Three categories of secrets are most commonly found in git history. Hardcoded credentials include database passwords, SMTP authentication strings, and hardcoded admin passwords embedded directly in configuration files or application source. API keys and tokens include cloud provider keys (AWS AKIA... format, GCP service account JSON, Azure client secrets), third-party service keys (Stripe, Twilio, SendGrid), and OAuth tokens. Private keys and certificates include RSA/EC private keys (PEM-encoded, beginning with -----BEGIN RSA PRIVATE KEY-----), SSH private keys, and TLS certificate private keys.
truffleHog uses entropy analysis and regex patterns to identify high-probability secrets across all commits. gitleaks applies a rule-based engine with a large built-in ruleset covering over 150 secret types. git-secrets (AWS tool) applies configurable pattern matching with support for custom rules.

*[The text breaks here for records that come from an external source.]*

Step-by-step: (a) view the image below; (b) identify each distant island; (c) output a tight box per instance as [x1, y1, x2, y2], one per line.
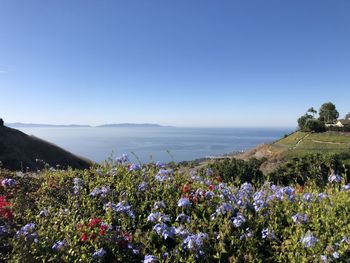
[96, 123, 170, 128]
[5, 122, 91, 128]
[5, 122, 171, 128]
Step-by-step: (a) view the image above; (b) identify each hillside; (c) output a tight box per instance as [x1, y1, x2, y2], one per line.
[237, 131, 350, 172]
[0, 126, 90, 170]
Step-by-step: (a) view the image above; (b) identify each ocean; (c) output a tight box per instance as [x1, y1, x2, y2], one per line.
[15, 127, 293, 163]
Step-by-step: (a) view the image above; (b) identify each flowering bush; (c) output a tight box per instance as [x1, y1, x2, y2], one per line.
[0, 155, 350, 262]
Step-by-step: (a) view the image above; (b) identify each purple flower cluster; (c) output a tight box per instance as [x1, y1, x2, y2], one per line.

The git log -p command (patch format) outputs every commit with its full diff — the most direct way to manually search history. git log --all includes all branches, tags, and orphaned commits. Combining these with grep enables targeted searches for specific patterns.
git filter-repo is the correct tool for permanently removing secrets from history (replacing the deprecated git filter-branch). It rewrites the repository's entire history, removing specified file paths or content patterns from every commit. After rewriting, all collaborators must re-clone — existing clones retain the old history.
Technical Deep-Dive
# Step 1: Clone the full repository with all refs
git clone --mirror https://github.com/targetorg/target-repo /tmp/target-repo-mirror
cd /tmp/target-repo-mirror
# Step 2: Manual grep across all history (fast initial triage)
git log --all -p --follow -- .
| grep -iE "(password|passwd|secret|api_key|apikey|token|private_key|credentials)"
| grep "^+" | grep -v "^+++" | head -50
# Search for specific file paths that commonly hold secrets:
git log --all --full-history -- ".env" "*.pem" "*.key" "config/database.yml"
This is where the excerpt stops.